Stephen Carter, the chief executive of telecoms and media regulator Ofcom, announced his resignation on Friday morning.
Carter, the former head of NTL, joined Ofcom on its formation in 2003, when five regulators were combined into a single watchdog for the communications sector.
There is no word yet on his successor, but many believe that Ed Richards, Ofcom's current chief operating officer and a former policy advisor to Downing Street, is in the running.
Luke Gibbs of OfcomWatch told ZDNet UK that Richards "looks a shoo-in", but added: "There will be a few eyebrows raised in the political world if an independent regulator appoints someone so close to the government.
"He's previously worked at both Number 10 and Number 11. In a rapidly changing political climate, Ofcom will need to tread carefully," Gibbs said.
The search for Carter's replacement officially begins in June, when the post will be advertised nationally. A spokesperson for Ofcom told ZDNet UK that "continuity and an orderly transition" to the next chief executive would be aided by the fact that the body's chairman, Lord Currie, was recently reappointed until 2009.
The package that Carter will take with him is currently unclear, although his salary was listed in Ofcom's 2004-2005 annual report as being £414,463. He has previously taken flak for the levels of both his Ofcom salary and the package he took with him from NTL, which included $2.6m (£1.4m) in bonuses, despite what was viewed by many as a poor performance at the helm.

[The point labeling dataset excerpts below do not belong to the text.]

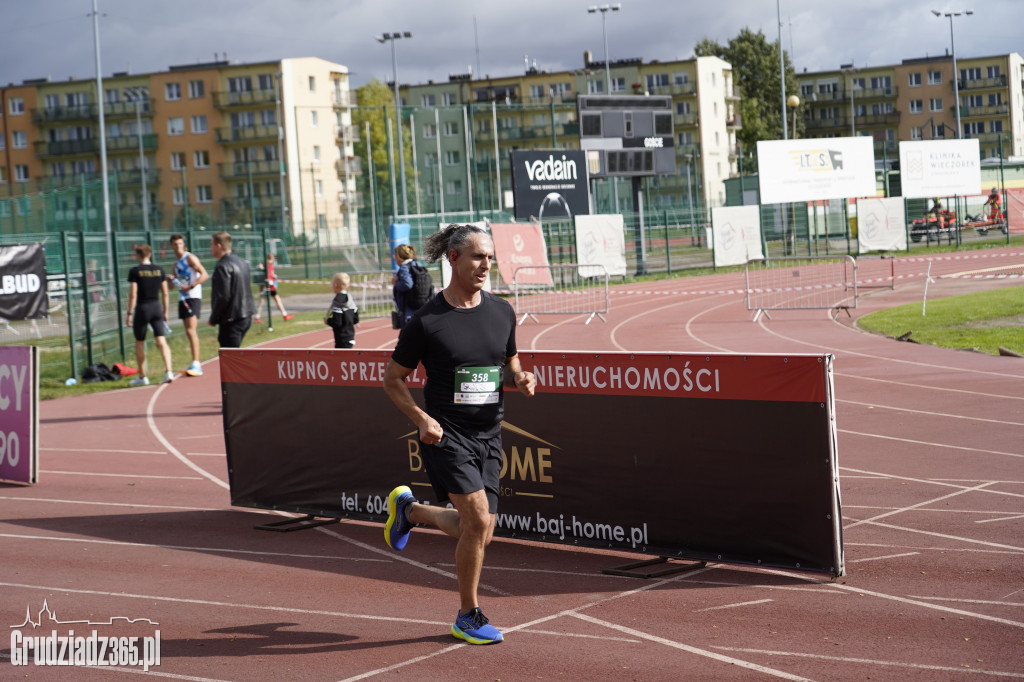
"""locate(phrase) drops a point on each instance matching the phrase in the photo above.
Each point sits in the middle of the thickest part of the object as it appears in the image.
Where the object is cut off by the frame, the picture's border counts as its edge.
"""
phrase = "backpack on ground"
(423, 287)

It is also not yet clear as to where Carter will be going, as the terms of his contract forbade him from seeking further employment while at Ofcom. He will be stepping down from his post in October, and some have speculated he will return to a board position at WPP, the communications group where he served prior to joining NTL.
Ben Verwaayen, the chief executive of BT Group, told ZDNet UK that Carter had changed the landscape of telecommunications regulation in Britain.

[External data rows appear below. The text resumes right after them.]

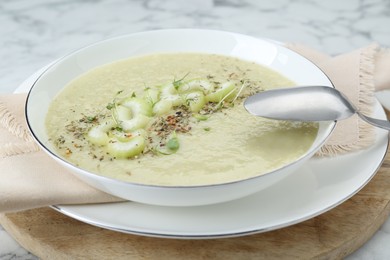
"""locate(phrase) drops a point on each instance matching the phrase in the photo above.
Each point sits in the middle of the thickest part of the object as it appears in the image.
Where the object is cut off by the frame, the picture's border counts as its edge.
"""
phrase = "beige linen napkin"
(30, 179)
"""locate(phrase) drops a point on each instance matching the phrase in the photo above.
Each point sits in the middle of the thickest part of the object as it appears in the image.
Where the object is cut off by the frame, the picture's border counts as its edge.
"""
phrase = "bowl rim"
(119, 182)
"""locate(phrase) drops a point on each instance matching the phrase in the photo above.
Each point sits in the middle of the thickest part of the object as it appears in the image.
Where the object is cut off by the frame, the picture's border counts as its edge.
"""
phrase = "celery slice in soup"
(138, 106)
(196, 101)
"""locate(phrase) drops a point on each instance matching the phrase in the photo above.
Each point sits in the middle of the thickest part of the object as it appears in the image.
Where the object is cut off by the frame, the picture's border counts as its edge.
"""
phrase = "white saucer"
(320, 185)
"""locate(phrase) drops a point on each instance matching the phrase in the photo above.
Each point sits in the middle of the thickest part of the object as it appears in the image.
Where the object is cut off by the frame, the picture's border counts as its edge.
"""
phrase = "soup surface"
(192, 128)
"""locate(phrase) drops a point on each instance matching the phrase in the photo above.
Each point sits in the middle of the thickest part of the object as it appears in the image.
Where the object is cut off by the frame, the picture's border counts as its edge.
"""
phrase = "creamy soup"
(174, 119)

"His commercial experience, judgement and professionalism have been fundamental in helping to give Britain the most competitive and innovative telecoms market in the world. He has helped focus regulation on the parts of the market that need it, allowing greater competition to flourish," said Verwaayen.
One part of the market in need of attention was BT itself, which split off its access services division to form Openreach in 2005. The move followed an Ofcom review of the UK's telecoms sector, which forced BT to open up its network to rival operators on fairer terms.